Yes, she prevailed. This case, the court explained, was more like that presented in an Eighth Circuit decision, Parham v. Southwestern Bell Telephone Co., but in this case the employee was “even more of a ‘prevailing party’” than that employee had been. In that case, the plaintiff prevailed at trial but the appeals court had determined, as a matter of law, that the employer had discriminated. However, because the employer had already made changes, the appeals court had affirmed the district court’s denial of injunctive relief. Nevertheless, it found the plaintiff was entitled to attorneys’ fees. The U.S. Supreme Court in Buckhannon expressly approved that decision, even though it had used the otherwise rejected “catalyst” language, because there had been a finding that the employer acted unlawfully.

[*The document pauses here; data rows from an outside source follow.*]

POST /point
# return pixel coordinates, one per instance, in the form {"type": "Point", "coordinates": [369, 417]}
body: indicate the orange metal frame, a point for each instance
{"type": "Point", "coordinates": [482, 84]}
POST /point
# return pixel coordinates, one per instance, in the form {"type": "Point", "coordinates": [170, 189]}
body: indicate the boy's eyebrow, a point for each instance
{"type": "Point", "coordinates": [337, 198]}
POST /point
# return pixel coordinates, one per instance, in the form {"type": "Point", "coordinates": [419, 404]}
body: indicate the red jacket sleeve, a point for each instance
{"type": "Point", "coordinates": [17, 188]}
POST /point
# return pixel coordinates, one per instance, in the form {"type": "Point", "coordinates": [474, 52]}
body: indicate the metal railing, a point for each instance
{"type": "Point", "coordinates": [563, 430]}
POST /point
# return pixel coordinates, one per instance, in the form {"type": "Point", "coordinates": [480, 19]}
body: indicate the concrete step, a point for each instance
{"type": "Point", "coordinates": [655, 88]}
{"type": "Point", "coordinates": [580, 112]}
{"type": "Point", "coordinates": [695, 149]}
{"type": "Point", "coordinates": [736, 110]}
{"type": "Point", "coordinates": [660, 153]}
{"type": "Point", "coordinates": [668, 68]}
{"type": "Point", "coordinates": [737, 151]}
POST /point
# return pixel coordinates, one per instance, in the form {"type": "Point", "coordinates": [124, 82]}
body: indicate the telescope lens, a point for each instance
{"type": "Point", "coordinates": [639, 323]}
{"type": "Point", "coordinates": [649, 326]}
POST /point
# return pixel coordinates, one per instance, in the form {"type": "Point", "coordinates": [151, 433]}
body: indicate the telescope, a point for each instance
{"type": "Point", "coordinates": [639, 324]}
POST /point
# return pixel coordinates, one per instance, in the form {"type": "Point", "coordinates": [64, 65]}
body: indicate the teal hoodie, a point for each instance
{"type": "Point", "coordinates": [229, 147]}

Sequence was key. With that reasoning to support its holding, the court explained that the employee in this case was a prevailing party because she proved her claim to the jury before the employer capitulated and transferred her. It was not because she catalyzed the county to change its behavior by filing suit. That transfer was key to the lower court’s finding that the county had reasonably accommodated her and, therefore, for its denial of her request for equitable relief. Had the county transferred her before she proved that it had discriminated, the court explained, then “this would be a classic catalyst theory case.”
And had she sought only damages, then her failure to obtain any would mean she had not prevailed. However, it would be “unjust” to determine that she did not prevail simply because of the county’s “timely capitulation” that had made equitable relief, to which she would have been entitled, unnecessary.